The studies involving humans were mostly done in the 90’s. They looked at large groups of people and collectively determined mild weight benefits for people drinking diet sodas compared to regular sodas. They didn’t usually measure the same other kinds of health outcomes as the rodent studies. We don’t really know how artificial sweeteners affect us at a metabolic level over long periods of time because there are so many confounding variables.  There is some consistency when it comes to people who are already overweight or diabetic. These people seem to experience more glucose intolerance related to artificial sweeteners than healthy people at lower body weights.

During my research I didn’t come across any overt conflicts of interest. However, some may exist on either side of the fence.

  1. Conclusions and Applications

I was actually quite surprised at the end of this one. I had initially thought the research would show artificial sweeteners to be harmless at reasonable doses. I figured the rodent studies would reflect very high levels of sweetener being force fed until poor health outcomes were reached. I was wrong about this. Mice and rats had some pretty alarming health outcomes at fairly low doses after just a few weeks. As the dose increased, health decreased. The human studies, even the RCTs, were broad and outdated. They relied on measurements such as BMI which have little to do with actual health. Their outcomes showed very modest weight reductions and didn’t delve deeply into other components of metabolic syndrome.

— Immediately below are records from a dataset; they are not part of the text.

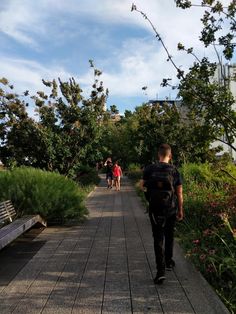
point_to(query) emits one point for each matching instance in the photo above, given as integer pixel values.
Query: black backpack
(161, 191)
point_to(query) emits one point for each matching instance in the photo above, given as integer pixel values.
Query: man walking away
(117, 173)
(165, 195)
(109, 174)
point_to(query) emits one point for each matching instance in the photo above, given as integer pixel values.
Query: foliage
(209, 102)
(67, 132)
(135, 138)
(208, 231)
(33, 191)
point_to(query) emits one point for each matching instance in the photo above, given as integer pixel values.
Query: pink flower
(202, 257)
(211, 252)
(210, 269)
(207, 232)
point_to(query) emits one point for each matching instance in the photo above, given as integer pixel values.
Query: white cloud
(126, 68)
(28, 75)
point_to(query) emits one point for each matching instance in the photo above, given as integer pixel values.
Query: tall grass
(51, 195)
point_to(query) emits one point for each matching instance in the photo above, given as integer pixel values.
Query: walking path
(105, 265)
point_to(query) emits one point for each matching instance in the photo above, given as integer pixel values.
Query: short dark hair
(164, 150)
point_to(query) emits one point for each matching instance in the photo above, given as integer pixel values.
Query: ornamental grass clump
(34, 191)
(208, 232)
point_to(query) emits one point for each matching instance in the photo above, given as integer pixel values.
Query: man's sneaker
(160, 277)
(170, 264)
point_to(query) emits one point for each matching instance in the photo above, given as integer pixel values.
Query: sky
(47, 39)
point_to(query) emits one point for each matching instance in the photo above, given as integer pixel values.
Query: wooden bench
(14, 228)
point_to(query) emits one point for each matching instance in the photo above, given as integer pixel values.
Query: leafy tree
(209, 102)
(67, 132)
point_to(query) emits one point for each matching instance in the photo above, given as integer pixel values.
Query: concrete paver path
(105, 265)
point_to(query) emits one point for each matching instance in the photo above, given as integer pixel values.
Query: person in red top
(117, 173)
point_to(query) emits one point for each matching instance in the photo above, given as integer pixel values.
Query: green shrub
(33, 191)
(208, 232)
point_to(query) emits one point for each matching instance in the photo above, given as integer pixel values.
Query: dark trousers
(163, 232)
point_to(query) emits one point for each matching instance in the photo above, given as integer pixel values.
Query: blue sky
(56, 38)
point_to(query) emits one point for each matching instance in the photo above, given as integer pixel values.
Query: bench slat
(13, 230)
(7, 211)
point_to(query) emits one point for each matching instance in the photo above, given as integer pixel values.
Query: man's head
(164, 152)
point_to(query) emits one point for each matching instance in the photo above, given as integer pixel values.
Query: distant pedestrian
(109, 174)
(164, 194)
(117, 173)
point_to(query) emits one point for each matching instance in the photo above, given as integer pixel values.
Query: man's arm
(142, 184)
(179, 193)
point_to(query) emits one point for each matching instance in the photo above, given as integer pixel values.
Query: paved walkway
(103, 266)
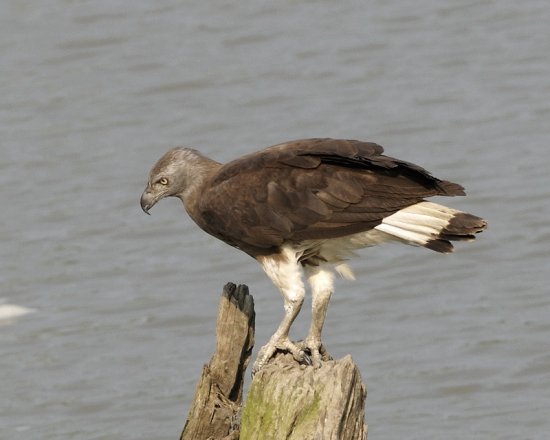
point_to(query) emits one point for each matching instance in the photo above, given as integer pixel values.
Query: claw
(269, 350)
(317, 352)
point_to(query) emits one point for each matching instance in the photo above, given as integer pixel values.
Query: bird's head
(176, 174)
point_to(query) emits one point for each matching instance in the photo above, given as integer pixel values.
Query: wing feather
(311, 189)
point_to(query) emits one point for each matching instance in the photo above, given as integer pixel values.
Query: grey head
(179, 173)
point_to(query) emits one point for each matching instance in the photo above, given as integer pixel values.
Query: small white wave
(12, 311)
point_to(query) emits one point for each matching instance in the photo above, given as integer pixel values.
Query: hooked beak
(148, 200)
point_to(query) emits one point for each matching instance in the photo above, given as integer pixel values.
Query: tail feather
(432, 225)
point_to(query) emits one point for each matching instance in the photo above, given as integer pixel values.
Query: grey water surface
(123, 305)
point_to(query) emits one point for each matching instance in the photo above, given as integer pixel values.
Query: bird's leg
(321, 281)
(285, 274)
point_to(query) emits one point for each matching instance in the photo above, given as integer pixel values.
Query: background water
(124, 305)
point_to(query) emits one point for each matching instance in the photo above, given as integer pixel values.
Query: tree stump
(218, 396)
(286, 400)
(291, 401)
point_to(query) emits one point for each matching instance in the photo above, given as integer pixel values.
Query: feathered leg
(286, 274)
(321, 280)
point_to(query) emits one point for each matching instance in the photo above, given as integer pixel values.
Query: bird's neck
(197, 177)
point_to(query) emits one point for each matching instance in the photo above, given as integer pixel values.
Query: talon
(285, 345)
(317, 352)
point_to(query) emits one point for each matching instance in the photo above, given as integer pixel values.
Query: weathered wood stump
(218, 396)
(286, 400)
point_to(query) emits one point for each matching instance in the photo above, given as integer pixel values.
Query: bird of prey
(304, 208)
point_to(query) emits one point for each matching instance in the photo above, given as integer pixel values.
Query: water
(124, 305)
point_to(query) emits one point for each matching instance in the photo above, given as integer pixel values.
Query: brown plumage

In my review, I mainly focused on weight, diabetes, and metabolic markers. I didn’t get into the other issues such as cancer and neurotoxicity. Admittedly, I think arguments claiming diet soda causes these problems are fairly weak, but I might be surprised to see what I find here as well.

My personal conclusion is that diet sodas are probably just as bad for a person’s health as regular sodas, possibly in different ways. However, neither diet nor regular soda is going to kill you if consumed occasionally. Both diet and regular soda can be treated like dessert. Eat sparingly. I’d rather have ice cream for dessert anyway. As for beverages, Topo Chico for the win!

I would love to hear some opinions on this!